L’idée est différente ici puisqu’il s’agit de calculer toutes les régressions linéaires intermédiaires. Les algorithmes sont décrits par l’exposé Régression linéaire par morceaux.

from mlstatpy.ml.matrices import streaming_linear_regression, streaming_linear_regression_gram_schmidt

def all_linear_regression(X, y):
    for i in range(X.shape[1], X.shape[0]):
        yield linear_regression(X[:i], y[:i])

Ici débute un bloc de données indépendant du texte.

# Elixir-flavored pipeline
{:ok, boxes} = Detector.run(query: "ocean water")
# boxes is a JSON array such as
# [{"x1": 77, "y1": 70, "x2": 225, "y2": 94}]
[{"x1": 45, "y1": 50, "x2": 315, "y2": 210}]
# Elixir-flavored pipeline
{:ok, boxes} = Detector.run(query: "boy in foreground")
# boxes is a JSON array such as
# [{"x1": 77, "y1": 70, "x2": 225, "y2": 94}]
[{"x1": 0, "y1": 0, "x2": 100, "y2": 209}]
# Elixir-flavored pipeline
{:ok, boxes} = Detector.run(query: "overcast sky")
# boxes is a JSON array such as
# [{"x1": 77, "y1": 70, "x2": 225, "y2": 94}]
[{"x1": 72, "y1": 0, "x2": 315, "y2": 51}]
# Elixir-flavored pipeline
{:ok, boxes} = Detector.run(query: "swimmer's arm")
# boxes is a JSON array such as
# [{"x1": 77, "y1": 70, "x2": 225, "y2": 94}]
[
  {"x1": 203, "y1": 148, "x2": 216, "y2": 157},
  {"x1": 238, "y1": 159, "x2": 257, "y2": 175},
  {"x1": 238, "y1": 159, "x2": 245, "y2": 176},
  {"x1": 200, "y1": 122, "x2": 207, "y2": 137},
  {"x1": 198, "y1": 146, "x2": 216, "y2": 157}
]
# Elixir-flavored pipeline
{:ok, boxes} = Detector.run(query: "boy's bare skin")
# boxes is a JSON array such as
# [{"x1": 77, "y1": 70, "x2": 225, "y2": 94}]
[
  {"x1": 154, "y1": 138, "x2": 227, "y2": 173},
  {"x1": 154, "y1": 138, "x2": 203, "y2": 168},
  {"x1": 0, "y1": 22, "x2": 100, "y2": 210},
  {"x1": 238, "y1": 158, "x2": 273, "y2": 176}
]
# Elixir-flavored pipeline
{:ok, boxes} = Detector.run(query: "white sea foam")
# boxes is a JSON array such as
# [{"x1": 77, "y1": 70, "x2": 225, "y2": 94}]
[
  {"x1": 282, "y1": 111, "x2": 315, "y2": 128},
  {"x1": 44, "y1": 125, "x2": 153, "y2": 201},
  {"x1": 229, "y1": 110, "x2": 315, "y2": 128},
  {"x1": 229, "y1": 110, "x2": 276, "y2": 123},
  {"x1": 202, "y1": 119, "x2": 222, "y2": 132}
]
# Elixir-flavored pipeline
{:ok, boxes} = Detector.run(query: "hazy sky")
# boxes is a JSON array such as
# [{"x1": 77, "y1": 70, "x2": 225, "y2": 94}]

stmts = [dict(name='lr_matrix', fct="list(all_linear_regression(X, y))"),
         dict(name='lr_st_mat', fct="list(streaming_linear_regression(X, y))"),
         dict(name='lr_st_gram', fct="list(streaming_linear_regression_gram_schmidt(X, y))"),
        ]

memo = []
for dim in (10, ):
    for size in range(100, 3500, 500):
        print(size, dim)
        X = rnd.randn(size, dim)
        eps = rnd.randn(size, 1) / 3
        y = X.sum(axis=1).reshape((X.shape[0], 1)) + eps
        y = y.ravel()
        context = dict(X=X, y=y,
                       all_linear_regression=all_linear_regression,
                       streaming_linear_regression=streaming_linear_regression,
                       streaming_linear_regression_gram_schmidt=streaming_linear_regression_gram_schmidt)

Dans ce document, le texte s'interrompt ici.